7 Toen ik nu van Paddan kwam, zo is Rachel bij mij gestorven in het land Kanaan, op den weg, als het nog een kleine streek lands was, om tot Efrath te komen; en ik begroef haar aldaar aan den weg van Efrath, welke is Bethlehem.

8 En Israel zag de zonen van Jozef, en zeide: Wiens zijn deze?

9 En Jozef zeide tot zijn vader: Zij zijn mijn zonen, die mij God hier gegeven heeft. En hij zeide: Breng hen toch tot mij, dat ik hen zegene!

10 Doch de ogen van Israel waren zwaar van ouderdom; hij kon niet zien; en hij deed hen naderen tot zich; toen kuste hij hen, en omhelsde hen.

11 En Israel zeide tot Jozef: Ik had niet gemeend uw aangezicht te zien; maar zie, God heeft mij ook uw zaad doen zien!

12 Toen deed hen Jozef uitgaan van zijn knieen; en hij boog zich voor zijn aangezicht neder ter aarde.

13 En Jozef nam die beiden, Efraim met zijn rechterhand, tegenover Israels linkerhand, en Manasse met zijn linkerhand, tegenover Israels rechterhand, en hij deed hen naderen tot hem.

14 Maar Israel strekte zijn rechterhand uit, en legde die op het hoofd van Efraim, hoewel hij de minste was, en zijn linkerhand op het hoofd van Manasse; hij bestierde zijn handen verstandelijk; want Manasse was de eerstgeborene.

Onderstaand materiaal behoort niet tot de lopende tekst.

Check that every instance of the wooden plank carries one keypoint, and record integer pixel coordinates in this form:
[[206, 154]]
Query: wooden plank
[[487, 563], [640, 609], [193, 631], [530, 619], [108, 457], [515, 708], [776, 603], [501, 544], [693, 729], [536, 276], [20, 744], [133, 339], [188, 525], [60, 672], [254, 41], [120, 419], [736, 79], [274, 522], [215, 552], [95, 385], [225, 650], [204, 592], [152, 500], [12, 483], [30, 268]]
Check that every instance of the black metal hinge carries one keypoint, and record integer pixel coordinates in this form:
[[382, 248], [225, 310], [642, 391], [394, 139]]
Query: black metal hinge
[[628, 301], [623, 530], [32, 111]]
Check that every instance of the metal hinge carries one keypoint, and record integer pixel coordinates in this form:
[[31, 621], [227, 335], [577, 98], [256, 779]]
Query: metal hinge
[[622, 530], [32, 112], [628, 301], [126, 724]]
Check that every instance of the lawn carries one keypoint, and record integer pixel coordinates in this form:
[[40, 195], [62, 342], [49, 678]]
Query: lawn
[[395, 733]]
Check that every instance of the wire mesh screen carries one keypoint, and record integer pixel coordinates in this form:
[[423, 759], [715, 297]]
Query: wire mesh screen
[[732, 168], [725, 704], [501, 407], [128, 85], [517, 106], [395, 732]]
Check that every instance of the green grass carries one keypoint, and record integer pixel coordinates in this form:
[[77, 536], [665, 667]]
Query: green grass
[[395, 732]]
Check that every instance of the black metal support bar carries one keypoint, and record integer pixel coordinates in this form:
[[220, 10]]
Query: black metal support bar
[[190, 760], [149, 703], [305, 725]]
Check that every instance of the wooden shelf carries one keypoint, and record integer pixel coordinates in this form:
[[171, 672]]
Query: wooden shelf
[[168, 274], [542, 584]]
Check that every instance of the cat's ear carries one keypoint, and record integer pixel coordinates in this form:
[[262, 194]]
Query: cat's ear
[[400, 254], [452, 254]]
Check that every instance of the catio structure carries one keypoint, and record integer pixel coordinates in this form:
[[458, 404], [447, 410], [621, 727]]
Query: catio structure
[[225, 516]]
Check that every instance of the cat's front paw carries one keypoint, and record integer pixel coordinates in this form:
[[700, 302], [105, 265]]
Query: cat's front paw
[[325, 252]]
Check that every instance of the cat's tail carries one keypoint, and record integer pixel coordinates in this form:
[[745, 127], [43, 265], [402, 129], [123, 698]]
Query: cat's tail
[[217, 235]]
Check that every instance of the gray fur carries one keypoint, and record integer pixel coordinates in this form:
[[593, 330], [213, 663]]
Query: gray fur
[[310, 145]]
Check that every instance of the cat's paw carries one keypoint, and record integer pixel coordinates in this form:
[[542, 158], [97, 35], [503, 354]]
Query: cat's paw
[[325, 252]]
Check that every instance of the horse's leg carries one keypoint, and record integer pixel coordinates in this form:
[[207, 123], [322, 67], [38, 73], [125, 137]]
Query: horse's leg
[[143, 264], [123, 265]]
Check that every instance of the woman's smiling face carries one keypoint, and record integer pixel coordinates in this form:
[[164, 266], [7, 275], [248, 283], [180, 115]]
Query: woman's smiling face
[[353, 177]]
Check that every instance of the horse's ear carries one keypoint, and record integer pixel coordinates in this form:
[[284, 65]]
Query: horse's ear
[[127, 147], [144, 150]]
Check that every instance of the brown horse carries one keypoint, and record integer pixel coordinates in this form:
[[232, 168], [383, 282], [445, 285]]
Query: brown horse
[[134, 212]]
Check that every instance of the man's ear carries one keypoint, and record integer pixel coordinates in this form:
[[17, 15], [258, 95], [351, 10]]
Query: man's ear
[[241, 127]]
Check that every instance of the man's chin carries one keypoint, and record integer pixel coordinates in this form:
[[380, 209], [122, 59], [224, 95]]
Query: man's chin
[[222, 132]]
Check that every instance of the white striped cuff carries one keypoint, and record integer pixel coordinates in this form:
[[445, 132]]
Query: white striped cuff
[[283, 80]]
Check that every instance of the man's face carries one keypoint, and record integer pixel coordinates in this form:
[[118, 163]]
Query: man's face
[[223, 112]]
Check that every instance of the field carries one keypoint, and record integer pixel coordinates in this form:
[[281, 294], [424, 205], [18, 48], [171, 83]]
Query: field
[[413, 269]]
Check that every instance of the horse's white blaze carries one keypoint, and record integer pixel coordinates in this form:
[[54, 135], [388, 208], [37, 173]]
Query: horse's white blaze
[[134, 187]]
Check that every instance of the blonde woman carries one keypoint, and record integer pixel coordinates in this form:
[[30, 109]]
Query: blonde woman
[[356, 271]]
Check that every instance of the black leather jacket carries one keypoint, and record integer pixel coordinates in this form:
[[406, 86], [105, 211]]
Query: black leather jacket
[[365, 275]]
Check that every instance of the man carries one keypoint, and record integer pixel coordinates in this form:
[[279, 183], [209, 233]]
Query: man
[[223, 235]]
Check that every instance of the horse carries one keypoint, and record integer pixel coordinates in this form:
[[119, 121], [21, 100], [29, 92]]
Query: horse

15 En hij zegende Jozef, en zeide: De God, voor Wiens aangezicht mijn vaders, Abraham en Izak, gewandeld hebben, die God, Die mij gevoed heeft, van dat ik was, tot op dezen dag;

16 Die Engel, Die mij verlost heeft van alle kwaad, zegene deze jongeren, en dat in hen mijn naam genoemd worde, en de naam mijner vaderen, Abraham en Izak, en dat zij vermenigvuldigen als vissen in menigte, in het midden des lands!

17 Toen Jozef zag, dat zijn vader zijn rechterhand op het hoofd van Efraim legde, zo was het kwaad in zijn ogen, en hij ondervatte zijns vaders hand, om die van het hoofd van Efraim op het hoofd van Manasse af te brengen.

18 En Jozef zeide tot zijn vader: Niet alzo, mijn vader! want deze is de eerstgeborene; leg uw rechterhand op zijn hoofd.

19 Maar zijn vader weigerde het, en zeide: Ik weet het, mijn zoon! ik weet het; hij zal ook tot een volk worden, en hij zal ook groot worden; maar nochtans zal zijn kleinste broeder groter worden dan hij, en zijn zaad zal een volle menigte van volkeren worden.

20 Alzo zegende hij ze te dien dage, zeggende: In u zal Israel zegenen, zeggende: God zette u als Efraim en als Manasse! En hij zette Efraim voor Manasse.

21 Daarna zeide Israel tot Jozef: Zie, ik sterf; maar God zal met ulieden wezen, en Hij zal u wederbrengen in het land uwer vaderen.

22 En ik heb u een stuk lands gegeven boven uw broederen; hetwelk ik, met mijn zwaard en met mijn boog, uit de hand der Amorieten genomen heb.